Wednesday, March 5, 2014

To Russia (and Ukraine) with Love

Having grown up in the Cold War, Russia scares me.  I don't care what you say, about geopolitical reality.  I understand that the Soviet Union doesn't even exist any more, I get that what I grew up thinking of as this monolithic, communist juggernaut, is actually a number of very different nations, each with their own quirks and each with their own brokenness.  I admit, that I do not understand the situation in Ukraine as well as I should.  It seems that the more I read about it, the more confusing it gets.
It reminds me of when I started reading Dostoevsky's The Brothers Karamazov, it took me 150 pages to start to be able to sort out who the characters were, let alone decipher the plot and why certain people were behaving the way they did.  But over the years, I have learned to love the Russians through their literature, I have learned to love Dostoevsky and Solzhenitsyn.  I have learned to love the way they can be so open about almost everything, and yet it feels like you really have to work to actually get to know them.  I have learned to admire the capacity that the Russian heart has to suffer, and find meaning in suffering.  Especially living as I do in the lap of American privilege, I know that the very people I grew up fearing have a lot to teach me.
But I'm worried that the legacy of the long dark winter is going to get in the way of what the Russian heart has to give to the world.  Solzhenitsyn managed to win a Nobel Prize in literature despite having much of his work suppressed by the Soviets, but by and large the Cold War crushed Russian culture under a frozen combat boot.  Now we have Vlad Putin, former KGB, cold-warrior extraordinaire, flexing the muscles that he still apparently has (numerous shirtless pics have provided ample fodder for comedians of all nations, except Russians).  Putin is a serious man, and Putin is what scares me about Russia.
He's a holdover from the Soviet system that I grew up believing would be our primary antagonist in the war that would finally end life on earth.  He's strong, he's smart, he's paranoid, powerful, and he's living forty years in the past (no wonder Sarah Palin admires him).  He has been compared to one of the villains in a James Bond movie, which from the outside looking in seems ominously accurate.

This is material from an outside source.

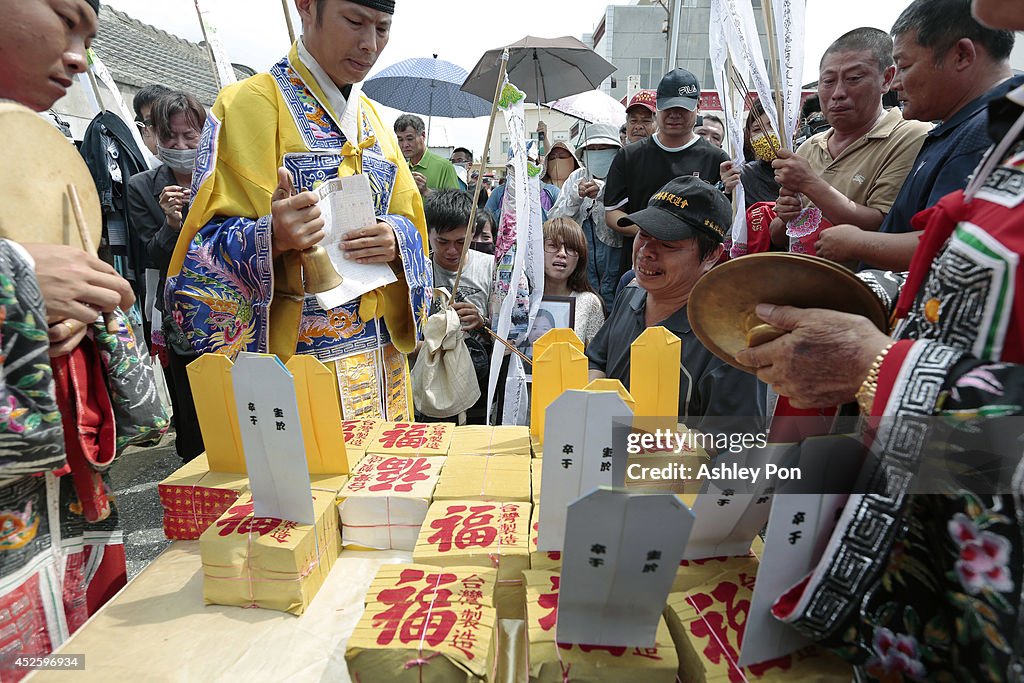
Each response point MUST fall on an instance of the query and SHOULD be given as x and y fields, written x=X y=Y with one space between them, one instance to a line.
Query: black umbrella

I wouldn't be too surprised if Putin appeared on television with a maniacal smile (the only kind of smile I imagine he's really capable of) and announced a plan to blow up the moon.  However, I think his aspirations are a bit more mundane, and deadly practical: hold on to the Ukraine.
It should be noted, if my historical perspective is accurate, holding on to the Ukraine has been a bit of a pre-occupation for Russian leaders going back a long way.  Now, I'm grabbing at dimly remembered seventh grade geography class here, but I seem to remember something about Ukraine being sort of like Nebraska is to the US, not our favorite vacation spot, but man do they grow a lot of food.

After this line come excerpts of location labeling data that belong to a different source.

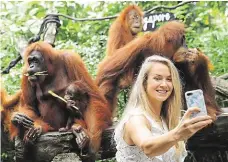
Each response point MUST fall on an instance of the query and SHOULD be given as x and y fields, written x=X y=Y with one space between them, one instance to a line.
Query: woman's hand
x=189 y=126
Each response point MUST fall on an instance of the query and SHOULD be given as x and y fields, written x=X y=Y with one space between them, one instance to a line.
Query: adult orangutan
x=119 y=70
x=77 y=97
x=124 y=29
x=47 y=69
x=194 y=69
x=9 y=103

The problem has long been that the people on the European side of the Ukraine, feel rather differently about Moscow than the people on the Russian side.  Over the years the Ukraine has seen it's share of fighting, and it usually ends up being the place where megalomaniacs meet their match: Napolean, Hitler, to name the big ones.  I'm sure Putin has made note of those events, because they are part of the history of his Russia, in those cases the Ukraine was the reason why he didn't grow up speaking French or German.
What worries me is that, for a while at least, his Soviet comrades did manage to control Ukraine, maybe he thinks he can do it again.  I suspect not, but I'm worried that there might be a lot of blood before that bet is settled.
I'm praying for Ukraine.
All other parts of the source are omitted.